Well it happened. Richard Sherman told the world that he was the best corner in the game, and he also told us just how sorry of a receiver Michael Crabtree was following the NFC Championship game. What ensued was a monsoon of media questions and comments. But in this age of 24/7 media, the fans also had a chance to chime in. Twitter exploded following Sherman’s comments, and both sides of the coin came to light. Some defended the Seattle cornerback, while others bashed him. But understanding who Richard Sherman really is as a person is critical in understanding the nature of those comments. Nonetheless, after making such sweeping declarations, we are forced to pick up the pieces and make sense of what happened. There are no winners in this war of words, only a multitude of shades of grey.
A War Of Words
“A thug”, “arrogant”, “idiot”. Those are just a few of the terms that were used to characterize Richard Sherman and his comments about Michael Crabtree. Those words and Sherman’s rant may have tainted what a truly incredible play had just occurred. With the game and a trip to the Super Bowl on the line, the All-Pro corner delivered. But on Monday morning, all everybody could talk about was what was said. Suddenly it seemed that everybody had forgotten that Richard Sherman was a Stanford graduate and that he was an infinitely generous man in communities across the country. Oh, and by the way, he’s extremely articulate and well read. All people could remember was that he was from Compton. Somehow the part where he had escaped his neighbourhood and poverty through sports and academics had slipped their mind. While some people may disagree with his comments (which are in fact backed by facts), to insinuate that he is a thug for making them, or that he is a thug simply because of where he is from, is wrong.
What Do We Really Want?
But what is most striking is the irony of the whole thing. People are always hungry for access to the players, to see what is truly happening behind the helmet. But when a player openly speaks his mind about another player, people seem to shun him like a leper. To paraphrase Jack Nicholson, people want the truth, but can they really handle the truth? An even more glaring example is Sherman’s teammate, Marshawn Lynch. Lynch, who is averse to media, spoke very sparingly to journalists during the week leading up to the Super Bowl. In doing so, he produced some excellent sound bites. But for the second time in two weeks, a Seahawks’ comments, or lack thereof, drew the ire of writers and fans everywhere. While Lynch does have a contractual obligation to speak to the media, throwing stones at him for being himself seems misguided. Especially since we all want to know the true nature of these gladiators.
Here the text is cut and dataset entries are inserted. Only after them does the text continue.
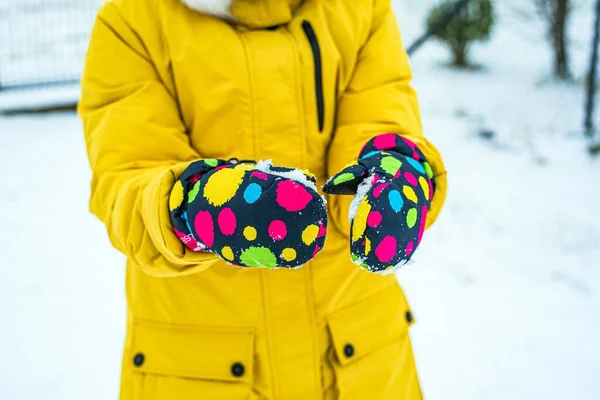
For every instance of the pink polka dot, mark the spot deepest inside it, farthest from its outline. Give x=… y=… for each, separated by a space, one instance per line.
x=374 y=219
x=410 y=178
x=422 y=224
x=410 y=247
x=386 y=250
x=205 y=228
x=292 y=196
x=260 y=175
x=187 y=240
x=195 y=178
x=322 y=230
x=377 y=191
x=385 y=142
x=277 y=230
x=317 y=249
x=227 y=221
x=409 y=143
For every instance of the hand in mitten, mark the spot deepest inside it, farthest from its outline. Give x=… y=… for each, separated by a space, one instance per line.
x=251 y=215
x=393 y=188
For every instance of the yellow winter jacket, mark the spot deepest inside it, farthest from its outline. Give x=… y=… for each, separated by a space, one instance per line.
x=304 y=83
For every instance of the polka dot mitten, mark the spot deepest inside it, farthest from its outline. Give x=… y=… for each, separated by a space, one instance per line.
x=251 y=215
x=393 y=186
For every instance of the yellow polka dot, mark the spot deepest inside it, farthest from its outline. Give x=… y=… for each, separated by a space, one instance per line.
x=222 y=185
x=288 y=254
x=246 y=167
x=227 y=253
x=410 y=193
x=360 y=220
x=250 y=233
x=309 y=174
x=310 y=234
x=176 y=197
x=424 y=186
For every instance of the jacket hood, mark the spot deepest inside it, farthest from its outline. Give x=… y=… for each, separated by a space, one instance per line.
x=218 y=8
x=251 y=13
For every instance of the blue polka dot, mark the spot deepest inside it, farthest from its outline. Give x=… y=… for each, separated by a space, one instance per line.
x=252 y=193
x=396 y=200
x=415 y=164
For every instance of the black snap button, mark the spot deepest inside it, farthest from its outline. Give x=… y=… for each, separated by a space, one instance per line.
x=138 y=359
x=237 y=370
x=348 y=350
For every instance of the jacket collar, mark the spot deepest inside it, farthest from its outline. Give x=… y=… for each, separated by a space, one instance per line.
x=252 y=13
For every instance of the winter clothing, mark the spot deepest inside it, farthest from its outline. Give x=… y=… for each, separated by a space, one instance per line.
x=249 y=215
x=164 y=86
x=392 y=184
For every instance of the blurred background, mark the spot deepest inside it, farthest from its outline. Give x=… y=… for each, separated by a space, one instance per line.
x=506 y=287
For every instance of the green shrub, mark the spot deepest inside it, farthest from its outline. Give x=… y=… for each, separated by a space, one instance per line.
x=474 y=22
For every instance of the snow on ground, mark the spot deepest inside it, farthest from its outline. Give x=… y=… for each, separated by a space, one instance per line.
x=44 y=40
x=506 y=287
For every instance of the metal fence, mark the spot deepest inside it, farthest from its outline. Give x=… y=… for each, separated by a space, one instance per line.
x=43 y=42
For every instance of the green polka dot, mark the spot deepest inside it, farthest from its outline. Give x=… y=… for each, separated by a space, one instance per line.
x=428 y=170
x=194 y=192
x=212 y=162
x=258 y=257
x=345 y=177
x=391 y=165
x=411 y=217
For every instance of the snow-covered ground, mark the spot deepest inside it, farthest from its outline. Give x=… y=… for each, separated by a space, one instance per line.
x=506 y=287
x=44 y=40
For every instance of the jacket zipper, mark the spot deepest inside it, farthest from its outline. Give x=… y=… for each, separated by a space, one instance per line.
x=316 y=50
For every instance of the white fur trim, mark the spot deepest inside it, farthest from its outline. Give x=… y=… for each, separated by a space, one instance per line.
x=218 y=8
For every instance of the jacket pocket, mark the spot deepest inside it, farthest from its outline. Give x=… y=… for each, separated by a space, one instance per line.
x=318 y=66
x=181 y=362
x=371 y=355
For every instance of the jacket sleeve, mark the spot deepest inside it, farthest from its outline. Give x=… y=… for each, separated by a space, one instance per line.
x=136 y=143
x=379 y=99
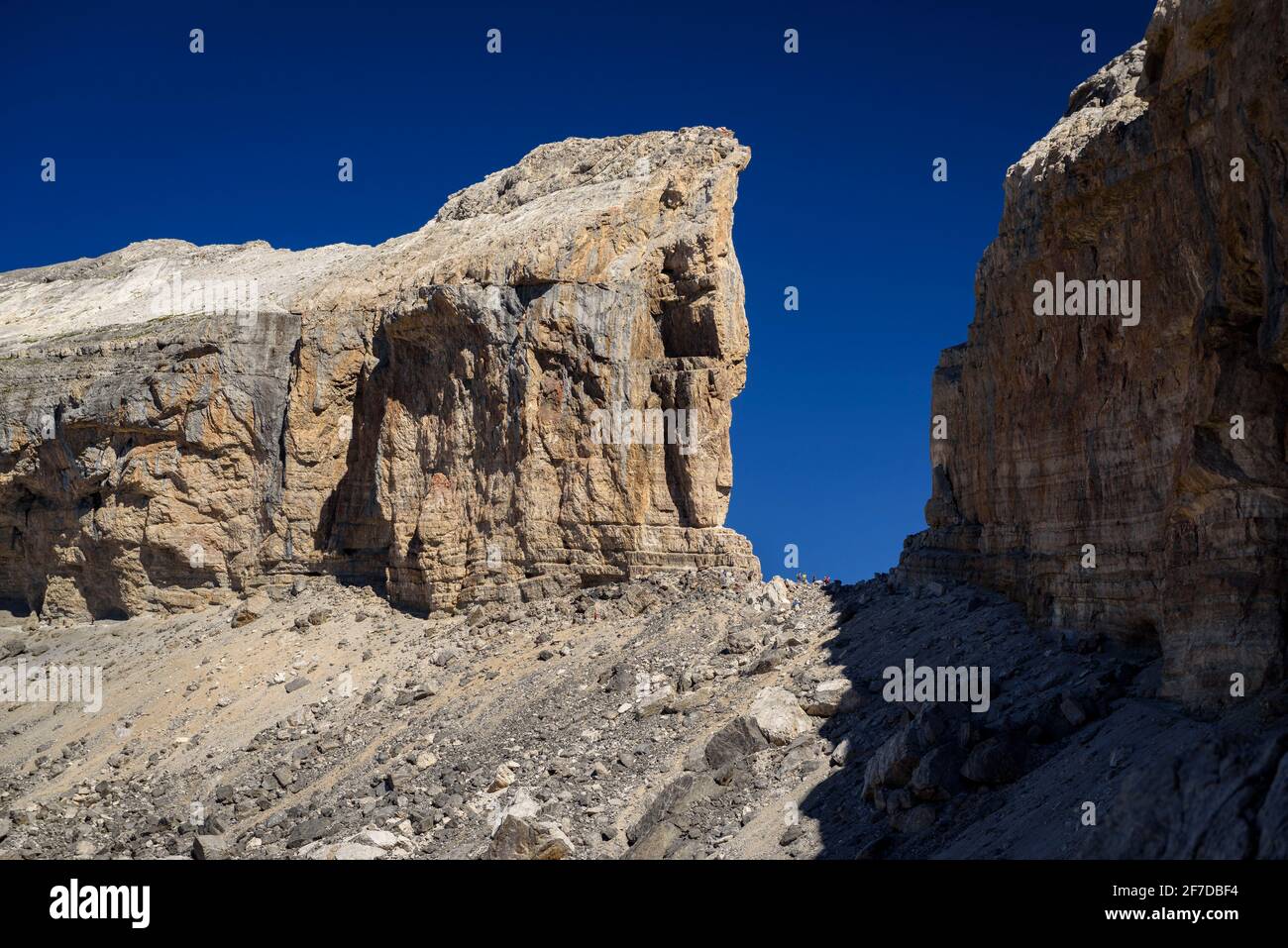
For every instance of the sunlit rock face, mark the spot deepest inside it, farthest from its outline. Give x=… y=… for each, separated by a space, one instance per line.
x=531 y=391
x=1160 y=443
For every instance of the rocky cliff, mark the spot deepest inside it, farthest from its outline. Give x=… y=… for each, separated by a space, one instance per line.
x=1125 y=472
x=528 y=393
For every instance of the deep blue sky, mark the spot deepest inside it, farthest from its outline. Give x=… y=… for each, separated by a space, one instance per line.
x=241 y=143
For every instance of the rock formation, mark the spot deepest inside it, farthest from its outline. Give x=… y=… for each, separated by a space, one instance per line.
x=1160 y=445
x=528 y=393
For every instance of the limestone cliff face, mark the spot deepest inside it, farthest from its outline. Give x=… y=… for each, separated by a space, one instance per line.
x=451 y=416
x=1065 y=430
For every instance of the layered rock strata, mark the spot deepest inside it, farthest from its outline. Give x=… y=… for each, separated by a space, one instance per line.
x=531 y=391
x=1129 y=476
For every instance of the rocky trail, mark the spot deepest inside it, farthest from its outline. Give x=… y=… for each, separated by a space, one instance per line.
x=681 y=716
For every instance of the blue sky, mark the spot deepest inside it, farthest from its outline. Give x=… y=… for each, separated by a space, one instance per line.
x=241 y=143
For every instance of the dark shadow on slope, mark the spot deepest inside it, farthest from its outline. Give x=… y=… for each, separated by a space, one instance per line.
x=1073 y=730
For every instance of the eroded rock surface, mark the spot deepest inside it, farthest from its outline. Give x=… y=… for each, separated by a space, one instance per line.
x=443 y=417
x=1072 y=430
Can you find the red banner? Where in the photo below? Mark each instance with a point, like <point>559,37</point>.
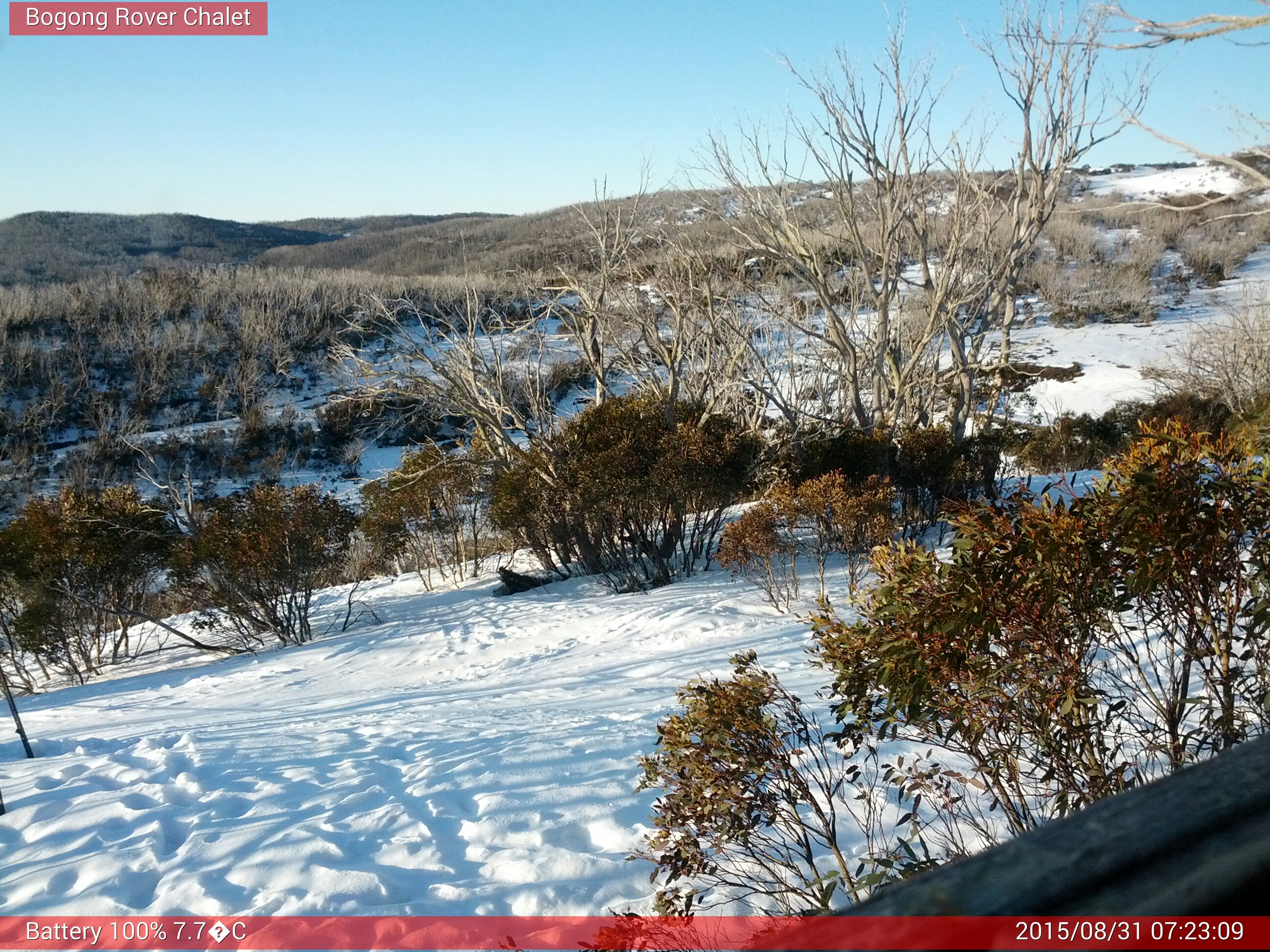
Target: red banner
<point>144,20</point>
<point>651,933</point>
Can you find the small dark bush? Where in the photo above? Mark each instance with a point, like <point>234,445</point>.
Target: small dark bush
<point>623,494</point>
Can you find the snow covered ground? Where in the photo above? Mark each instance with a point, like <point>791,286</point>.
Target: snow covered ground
<point>469,754</point>
<point>1147,182</point>
<point>1113,356</point>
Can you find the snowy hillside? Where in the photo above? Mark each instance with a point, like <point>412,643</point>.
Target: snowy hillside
<point>1113,356</point>
<point>1148,182</point>
<point>469,754</point>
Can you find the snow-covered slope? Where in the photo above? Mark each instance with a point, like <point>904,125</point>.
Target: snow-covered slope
<point>1147,182</point>
<point>469,754</point>
<point>1113,356</point>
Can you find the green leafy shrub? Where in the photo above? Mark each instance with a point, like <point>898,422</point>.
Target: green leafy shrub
<point>624,494</point>
<point>431,513</point>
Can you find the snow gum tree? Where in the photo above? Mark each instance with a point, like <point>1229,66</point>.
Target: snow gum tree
<point>253,560</point>
<point>1066,649</point>
<point>79,571</point>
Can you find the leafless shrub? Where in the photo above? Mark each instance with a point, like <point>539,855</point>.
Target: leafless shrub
<point>1228,361</point>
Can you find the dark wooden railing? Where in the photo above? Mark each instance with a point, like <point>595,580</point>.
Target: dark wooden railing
<point>1196,843</point>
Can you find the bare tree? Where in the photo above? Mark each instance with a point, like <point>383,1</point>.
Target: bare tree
<point>1157,33</point>
<point>482,366</point>
<point>1253,166</point>
<point>1047,65</point>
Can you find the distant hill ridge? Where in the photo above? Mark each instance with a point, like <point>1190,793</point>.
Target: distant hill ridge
<point>44,247</point>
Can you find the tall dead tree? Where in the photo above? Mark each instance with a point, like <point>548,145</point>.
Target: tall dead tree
<point>1047,67</point>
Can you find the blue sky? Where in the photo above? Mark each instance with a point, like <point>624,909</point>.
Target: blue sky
<point>426,106</point>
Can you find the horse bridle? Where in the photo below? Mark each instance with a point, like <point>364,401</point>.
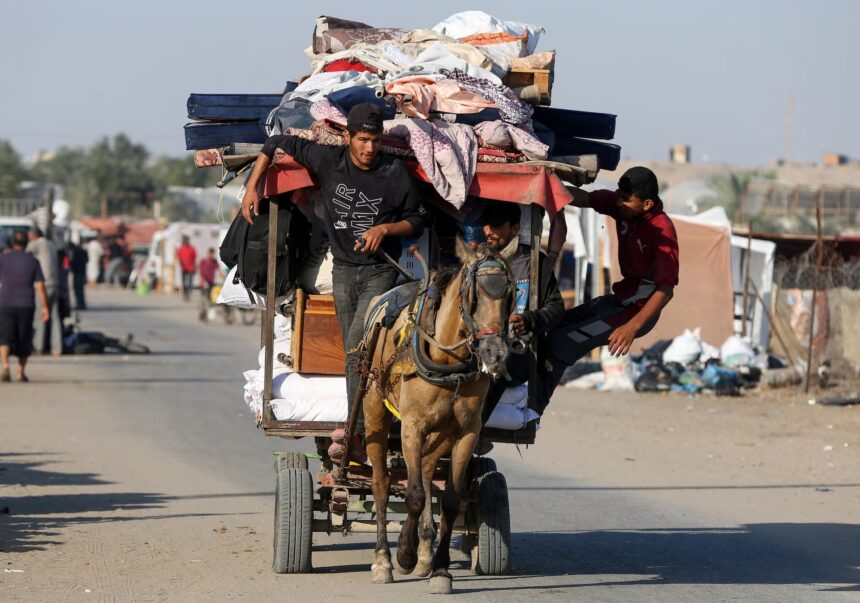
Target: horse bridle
<point>491,283</point>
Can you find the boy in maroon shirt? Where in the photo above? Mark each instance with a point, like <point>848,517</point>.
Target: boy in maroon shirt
<point>648,257</point>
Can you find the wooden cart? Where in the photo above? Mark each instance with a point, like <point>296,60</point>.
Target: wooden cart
<point>307,503</point>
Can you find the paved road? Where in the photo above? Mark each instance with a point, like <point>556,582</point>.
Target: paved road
<point>137,478</point>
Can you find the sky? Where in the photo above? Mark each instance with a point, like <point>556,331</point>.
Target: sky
<point>716,75</point>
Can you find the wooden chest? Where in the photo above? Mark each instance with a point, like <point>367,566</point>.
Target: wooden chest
<point>317,345</point>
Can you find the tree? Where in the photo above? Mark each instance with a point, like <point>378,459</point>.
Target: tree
<point>12,171</point>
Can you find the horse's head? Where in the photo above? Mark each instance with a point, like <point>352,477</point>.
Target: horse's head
<point>486,297</point>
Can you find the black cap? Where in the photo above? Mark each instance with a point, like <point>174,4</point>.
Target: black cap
<point>640,181</point>
<point>498,213</point>
<point>365,117</point>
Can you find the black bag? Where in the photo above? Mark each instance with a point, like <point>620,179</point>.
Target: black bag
<point>247,246</point>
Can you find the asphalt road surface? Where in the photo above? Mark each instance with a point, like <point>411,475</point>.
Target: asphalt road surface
<point>143,478</point>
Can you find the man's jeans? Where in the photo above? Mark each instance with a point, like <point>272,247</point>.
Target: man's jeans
<point>354,287</point>
<point>48,336</point>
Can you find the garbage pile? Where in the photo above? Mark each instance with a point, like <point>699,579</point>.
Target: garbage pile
<point>471,90</point>
<point>685,364</point>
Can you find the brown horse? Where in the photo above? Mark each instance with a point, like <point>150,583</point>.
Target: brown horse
<point>435,366</point>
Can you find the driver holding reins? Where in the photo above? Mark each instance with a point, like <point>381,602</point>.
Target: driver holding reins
<point>370,202</point>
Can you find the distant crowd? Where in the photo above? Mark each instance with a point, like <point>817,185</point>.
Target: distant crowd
<point>39,282</point>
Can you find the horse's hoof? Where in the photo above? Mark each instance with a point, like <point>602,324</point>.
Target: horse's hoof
<point>405,563</point>
<point>441,585</point>
<point>382,575</point>
<point>423,569</point>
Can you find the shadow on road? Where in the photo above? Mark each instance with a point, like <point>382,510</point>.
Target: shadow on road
<point>771,553</point>
<point>37,521</point>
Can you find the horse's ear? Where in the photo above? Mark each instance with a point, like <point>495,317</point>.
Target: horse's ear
<point>511,248</point>
<point>464,252</point>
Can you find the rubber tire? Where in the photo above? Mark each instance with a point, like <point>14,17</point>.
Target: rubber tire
<point>290,460</point>
<point>293,521</point>
<point>491,555</point>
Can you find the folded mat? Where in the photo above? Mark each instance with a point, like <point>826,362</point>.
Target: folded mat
<point>231,107</point>
<point>210,135</point>
<point>608,154</point>
<point>568,122</point>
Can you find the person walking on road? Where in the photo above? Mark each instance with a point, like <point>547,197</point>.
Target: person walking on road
<point>95,251</point>
<point>78,262</point>
<point>186,257</point>
<point>370,202</point>
<point>21,279</point>
<point>116,259</point>
<point>48,333</point>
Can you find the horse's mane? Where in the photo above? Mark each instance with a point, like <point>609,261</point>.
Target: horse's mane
<point>441,279</point>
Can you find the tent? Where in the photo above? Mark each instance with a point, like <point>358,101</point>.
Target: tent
<point>711,281</point>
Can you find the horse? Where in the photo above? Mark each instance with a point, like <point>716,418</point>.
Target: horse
<point>434,366</point>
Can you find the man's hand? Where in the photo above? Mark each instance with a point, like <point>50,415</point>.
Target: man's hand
<point>622,338</point>
<point>372,238</point>
<point>517,324</point>
<point>250,205</point>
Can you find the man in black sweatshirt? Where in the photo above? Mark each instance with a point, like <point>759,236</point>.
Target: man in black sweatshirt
<point>370,202</point>
<point>501,226</point>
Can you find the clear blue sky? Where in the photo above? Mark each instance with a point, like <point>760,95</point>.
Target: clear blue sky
<point>713,74</point>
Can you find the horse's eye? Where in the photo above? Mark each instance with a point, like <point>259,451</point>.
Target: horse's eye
<point>495,285</point>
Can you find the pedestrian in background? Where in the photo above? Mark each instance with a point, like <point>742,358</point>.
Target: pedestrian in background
<point>116,258</point>
<point>95,251</point>
<point>186,257</point>
<point>48,333</point>
<point>21,279</point>
<point>78,265</point>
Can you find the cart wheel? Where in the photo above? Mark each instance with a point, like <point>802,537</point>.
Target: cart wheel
<point>290,460</point>
<point>293,521</point>
<point>492,542</point>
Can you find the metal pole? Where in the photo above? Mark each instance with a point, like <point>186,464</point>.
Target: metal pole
<point>819,253</point>
<point>746,281</point>
<point>269,315</point>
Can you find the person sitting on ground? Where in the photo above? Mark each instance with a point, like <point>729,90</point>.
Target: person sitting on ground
<point>371,201</point>
<point>186,258</point>
<point>20,276</point>
<point>648,258</point>
<point>501,227</point>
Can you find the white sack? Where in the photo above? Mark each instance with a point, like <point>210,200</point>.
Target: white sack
<point>508,416</point>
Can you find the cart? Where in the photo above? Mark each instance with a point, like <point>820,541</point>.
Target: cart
<point>327,502</point>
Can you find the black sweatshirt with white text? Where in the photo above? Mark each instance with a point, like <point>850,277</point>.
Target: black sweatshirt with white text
<point>356,199</point>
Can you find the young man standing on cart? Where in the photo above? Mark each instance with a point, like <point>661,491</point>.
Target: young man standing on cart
<point>370,202</point>
<point>501,226</point>
<point>648,258</point>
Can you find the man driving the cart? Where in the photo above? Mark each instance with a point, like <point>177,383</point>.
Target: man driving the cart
<point>370,202</point>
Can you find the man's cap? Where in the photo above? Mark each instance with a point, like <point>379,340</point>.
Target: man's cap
<point>498,213</point>
<point>640,181</point>
<point>365,117</point>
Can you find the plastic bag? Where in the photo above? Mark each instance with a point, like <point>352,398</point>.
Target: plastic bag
<point>236,295</point>
<point>737,351</point>
<point>685,348</point>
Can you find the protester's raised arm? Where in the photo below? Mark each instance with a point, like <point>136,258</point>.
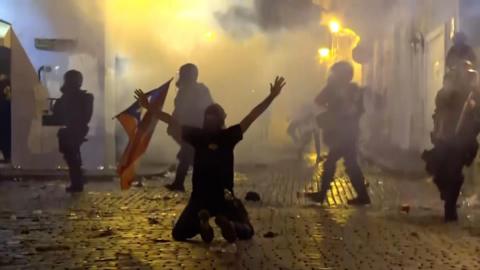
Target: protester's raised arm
<point>275,90</point>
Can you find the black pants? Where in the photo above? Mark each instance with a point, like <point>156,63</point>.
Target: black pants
<point>446,163</point>
<point>69,141</point>
<point>188,225</point>
<point>185,161</point>
<point>349,154</point>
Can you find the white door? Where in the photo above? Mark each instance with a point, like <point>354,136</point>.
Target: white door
<point>435,65</point>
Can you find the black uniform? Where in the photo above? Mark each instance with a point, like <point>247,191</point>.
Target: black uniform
<point>340,124</point>
<point>213,173</point>
<point>75,109</point>
<point>452,150</point>
<point>190,105</point>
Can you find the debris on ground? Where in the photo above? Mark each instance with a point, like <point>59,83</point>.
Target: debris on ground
<point>153,221</point>
<point>405,208</point>
<point>51,248</point>
<point>270,235</point>
<point>252,196</point>
<point>105,233</point>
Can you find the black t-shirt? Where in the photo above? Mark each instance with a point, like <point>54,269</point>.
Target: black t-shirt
<point>213,164</point>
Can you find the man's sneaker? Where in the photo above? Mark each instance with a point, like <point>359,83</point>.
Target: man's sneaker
<point>175,187</point>
<point>359,201</point>
<point>72,189</point>
<point>206,231</point>
<point>450,214</point>
<point>227,228</point>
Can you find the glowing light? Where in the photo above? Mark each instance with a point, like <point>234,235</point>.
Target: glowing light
<point>324,52</point>
<point>334,26</point>
<point>210,36</point>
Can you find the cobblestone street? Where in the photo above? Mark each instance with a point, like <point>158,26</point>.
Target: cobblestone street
<point>104,228</point>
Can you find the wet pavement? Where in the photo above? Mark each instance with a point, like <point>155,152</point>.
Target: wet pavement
<point>41,227</point>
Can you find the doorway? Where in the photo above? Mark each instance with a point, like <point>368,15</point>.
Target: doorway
<point>5,94</point>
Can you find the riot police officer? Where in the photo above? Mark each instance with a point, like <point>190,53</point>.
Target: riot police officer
<point>74,110</point>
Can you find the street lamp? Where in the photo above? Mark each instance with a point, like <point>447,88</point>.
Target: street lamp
<point>324,53</point>
<point>334,26</point>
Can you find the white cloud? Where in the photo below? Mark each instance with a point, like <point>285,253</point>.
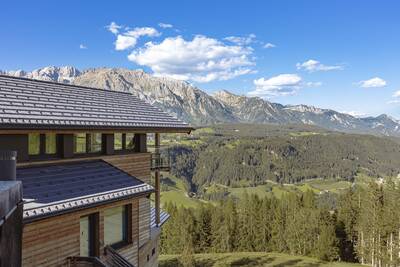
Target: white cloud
<point>114,27</point>
<point>201,59</point>
<point>129,39</point>
<point>314,65</point>
<point>269,45</point>
<point>397,94</point>
<point>373,83</point>
<point>241,40</point>
<point>283,84</point>
<point>165,25</point>
<point>313,84</point>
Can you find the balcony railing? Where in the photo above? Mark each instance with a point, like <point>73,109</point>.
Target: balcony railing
<point>85,262</point>
<point>114,259</point>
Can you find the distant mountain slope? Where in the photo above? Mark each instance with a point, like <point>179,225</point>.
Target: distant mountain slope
<point>191,104</point>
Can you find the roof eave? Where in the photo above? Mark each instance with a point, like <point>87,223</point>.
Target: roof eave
<point>34,218</point>
<point>29,128</point>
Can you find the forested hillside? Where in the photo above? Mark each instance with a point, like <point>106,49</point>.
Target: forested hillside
<point>362,227</point>
<point>240,156</point>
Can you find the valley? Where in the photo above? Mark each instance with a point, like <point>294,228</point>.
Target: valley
<point>191,104</point>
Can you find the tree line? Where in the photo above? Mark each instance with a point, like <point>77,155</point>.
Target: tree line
<point>362,226</point>
<point>234,161</point>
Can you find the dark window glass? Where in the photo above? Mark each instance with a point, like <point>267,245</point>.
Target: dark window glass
<point>117,141</point>
<point>34,144</point>
<point>94,142</point>
<point>115,226</point>
<point>51,144</point>
<point>80,143</point>
<point>130,141</point>
<point>89,235</point>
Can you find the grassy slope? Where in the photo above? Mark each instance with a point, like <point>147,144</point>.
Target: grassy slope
<point>251,259</point>
<point>177,194</point>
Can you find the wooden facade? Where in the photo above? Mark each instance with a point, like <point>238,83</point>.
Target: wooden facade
<point>49,242</point>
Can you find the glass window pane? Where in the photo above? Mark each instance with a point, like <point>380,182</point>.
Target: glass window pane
<point>80,143</point>
<point>51,144</point>
<point>84,237</point>
<point>117,141</point>
<point>130,141</point>
<point>95,142</point>
<point>114,223</point>
<point>34,144</point>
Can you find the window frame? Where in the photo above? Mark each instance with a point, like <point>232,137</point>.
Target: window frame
<point>74,143</point>
<point>42,148</point>
<point>127,228</point>
<point>88,144</point>
<point>94,225</point>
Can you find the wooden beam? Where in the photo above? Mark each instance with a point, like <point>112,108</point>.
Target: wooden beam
<point>157,177</point>
<point>89,129</point>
How much about Marhsawn Lynch would we truly have discovered had he spoken in a politically correct fashion, or if he had towed the party line when asked about the running game? His silence really said it all.
Now Sherman’s words have been tested in the Super Bowl, and Marshawn Lynch proved to us that he really was “’bout that action, Boss”. Although neither of them had flashy games, Lynch scored a touchdown and Sherman was able to shut down Eric Decker, whom he was matched up against for the majority of the rout. Many people were probably disappointed that Sherman didn’t have any antics planned come Super Sunday. But anybody who really understands who Richard Sherman is wouldn’t have expected anything. Sherman isn’t the stereotypical skill player who looks for controversy and aches to be the center of attention. Rather, he wants to be a positive participating member of the team, or in his case, the Legion of Boom.
The Best of The Best, For Now…
Although Richard Sherman’s comments may have been harsh or brash, nobody can really contest his claims until the 2014 season kicks off. But let’s not all fall into the obvious trap; three standout seasons and a Super Bowl ring don’t guarantee him future greatness. Although he is very promising, Sherman will probably be the first one to admit that he hasn’t accomplished all that he can. Precedent measures a player’s greatness, and looking back at those who came before him, he has a long way to go. Take Deion Sanders for example. “Primetime” was never afraid to boast, but it took him 14 years in the NFL, 53 interceptions and 65 total touchdowns to achieve a Hall of Fame-worthy resume. Now don’t get me wrong, I’m not saying Richard Sherman is Deion Sanders, but the similarities are quite striking between the two of them. The NFL and its fans seem to love these incredible athletes, who can talk trash and back it up.
For now, it’s far too early to tell how Richard Sherman will be remembered. But with his talent and eloquence, the possibilities are endless. What we do know, is that we learned a lot about NFL fans and journalists in the weeks leading up to Super Bowl XLVIII. We learned that we don’t like it when players boast too much, and when they give their honest heartfelt opinion on someone else. On the other hand, we also don’t appreciate it when a player doesn’t let us in; we’ll mock him for being shy. But in a more general sense we, as the viewers, seem to be impossible to please. Why can’t we take the players’ personalities as they are and accept that they’re part of the spectacle that professional football really is? In a world where everybody has an opinion and can broadcast it by the flick of a finger, I understand that that may be too much to ask. But I hope that this hasn’t discouraged boisterous players from making outlandish comments or scared shy and media averse players even further. Football just isn’t football without these characters.